92% of startups fail within three years.
Entrepreneurs and innovators don’t view failure the same as you and me. Some degree of failure in the innovation process is accepted as inevitable. Entrepreneurs don’t fear it, they drive toward it faster so they can learn from it and build it into the foundation of future success. Failure can be valuable.
One of the secrets to success in Silicon Valley? Fail faster.
The startup community in Silicon Valley has embraced Lean StartUp principles for several years now. Startups use the framework to hasten product takeoff. Enterprises use it to sustain product innovation and encourage intrapreneurship. It’s how Dropbox went from 100,000 registered users to over 4 million in the span of fifteen months. It’s why Adobe funds thousands of employee-driven “product experiments”.
How to learn from failure.
A core component of the Lean StartUp methodology is the “build-measure-learn” feedback loop. Based on the identified market need, companies focus on building what’s called a “minimum viable product” or MVP.

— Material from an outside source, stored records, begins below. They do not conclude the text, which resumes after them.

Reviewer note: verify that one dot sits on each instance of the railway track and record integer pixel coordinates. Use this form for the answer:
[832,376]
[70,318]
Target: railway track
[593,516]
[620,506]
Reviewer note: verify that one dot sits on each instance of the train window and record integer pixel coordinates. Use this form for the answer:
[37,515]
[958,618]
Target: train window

The concept of an MVP refers to products or services that are developed just enough to test them in the marketplace in order to derive insights from customer engagement. Pilots or experiments enable companies to measure response with data. What they learn from the data on customer experience informs whether the company changes the product to build something better, or pivots altogether.

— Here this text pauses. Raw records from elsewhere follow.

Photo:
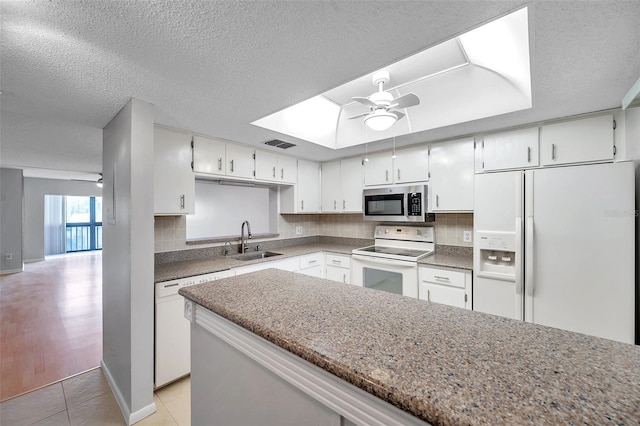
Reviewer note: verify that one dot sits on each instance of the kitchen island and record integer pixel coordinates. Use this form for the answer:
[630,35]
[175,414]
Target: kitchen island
[439,364]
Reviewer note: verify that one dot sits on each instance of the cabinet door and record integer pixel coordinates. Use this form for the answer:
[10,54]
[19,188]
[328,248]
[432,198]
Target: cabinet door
[174,180]
[266,166]
[589,139]
[379,169]
[331,182]
[351,172]
[208,156]
[287,169]
[340,275]
[240,162]
[510,150]
[451,165]
[308,187]
[412,164]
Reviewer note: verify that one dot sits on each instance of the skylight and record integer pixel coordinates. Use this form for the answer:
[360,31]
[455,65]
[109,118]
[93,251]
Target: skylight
[481,73]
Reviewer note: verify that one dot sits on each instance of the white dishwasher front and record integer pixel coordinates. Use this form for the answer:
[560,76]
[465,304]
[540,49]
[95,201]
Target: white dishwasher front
[172,339]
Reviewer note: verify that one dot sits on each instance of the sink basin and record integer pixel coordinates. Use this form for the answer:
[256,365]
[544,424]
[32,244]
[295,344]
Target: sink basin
[256,255]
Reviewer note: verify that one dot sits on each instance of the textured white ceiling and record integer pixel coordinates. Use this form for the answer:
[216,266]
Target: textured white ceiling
[67,67]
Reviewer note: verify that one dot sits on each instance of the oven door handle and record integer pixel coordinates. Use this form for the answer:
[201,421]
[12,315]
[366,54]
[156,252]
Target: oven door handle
[381,261]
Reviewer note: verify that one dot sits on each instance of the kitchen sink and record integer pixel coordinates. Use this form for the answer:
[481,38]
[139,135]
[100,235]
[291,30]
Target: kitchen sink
[256,255]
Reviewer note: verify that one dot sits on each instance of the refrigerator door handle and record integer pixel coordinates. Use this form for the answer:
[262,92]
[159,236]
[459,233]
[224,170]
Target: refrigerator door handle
[529,277]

They aren’t just testing a product. They are testing the idea of the product, enlisting early adopters, solving real problems, and learning what needs to be built. In this environment, many failures are perceived as “good” failures because they reveal pathways to success.
Worthy endeavors require “intelligent failures”.
As Amy Edmondson wrote in Harvard Business Review, “discovering new drugs, creating a radically new business, designing an innovative product, and testing customer reactions in a brand-new market are tasks that require intelligent failures.”[i]
Is the Doha Round too big to fail or too big to succeed?
The historic concept of a single undertaking wherein nothing is agreed until everything is agreed has been a useful construct for not leaving hard issues behind. But the WTO’s membership has grown substantially and Members’ economic priorities and levels of development differ significantly. The volume and nature of modern global commerce adds complexity to the traditional dynamics of negotiating global trade deals. The composition and scope of the WTO’s remit is not itself a concern, but trying to negotiate on too many topics at once may be.
74% of startups fail due to premature scaling.[ii] Whatever other challenges, the scope of desired agreement is proving an insurmountable hurdle.
Failure might be the WTO’s best option.
The WTO’s value proposition to generate economic opportunities for its Members large and small is clear, and the agenda of the Doha Round is packed with topics that are worthy. That’s a great place to build anew.
But the minimum viable product of the Doha Round has been market-tested for nearly thirteen years now and it may simply be time to take the lessons on board and make the big pivot to a new format.
What if the WTO reexamined and segmented its customers, determined the global marketplace’s underserved needs in terms of disciplines and norms, and redefined its value proposition in the realm of global trade negotiations?
What if the WTO then rebuilt its minimum viable product and instead of working toward a large package of agreements, developed some prototypes with early adapters, say in the areas of trade in services (TiSA), information technologies (ITA2), and environmental goods and services (EGA) to name a few.
The insights from those negotiations and agreements become part of the feedback loop to create new and better products from the standpoint of the customer—private individuals and companies trading their goods, services and ideas.
A step closer to success.
The WTO needs to fail faster if it intends to keep pace with commercial developments.
If the Ministers agree to pivot in Nairobi next week, it will not be a failure of negotiators to find a path forward and it will not be a failure of political will.
It will be a sign that the WTO Members are ready to pull insights from the experience of Doha to find future paths to success.
This post by Andrea Durkin first appeared in Progressive Economy in December 2015.
[i] “Strategies for Learning from Failure,” by Amy C. Edmondson from the April 2011 issue of Harvard Business Review.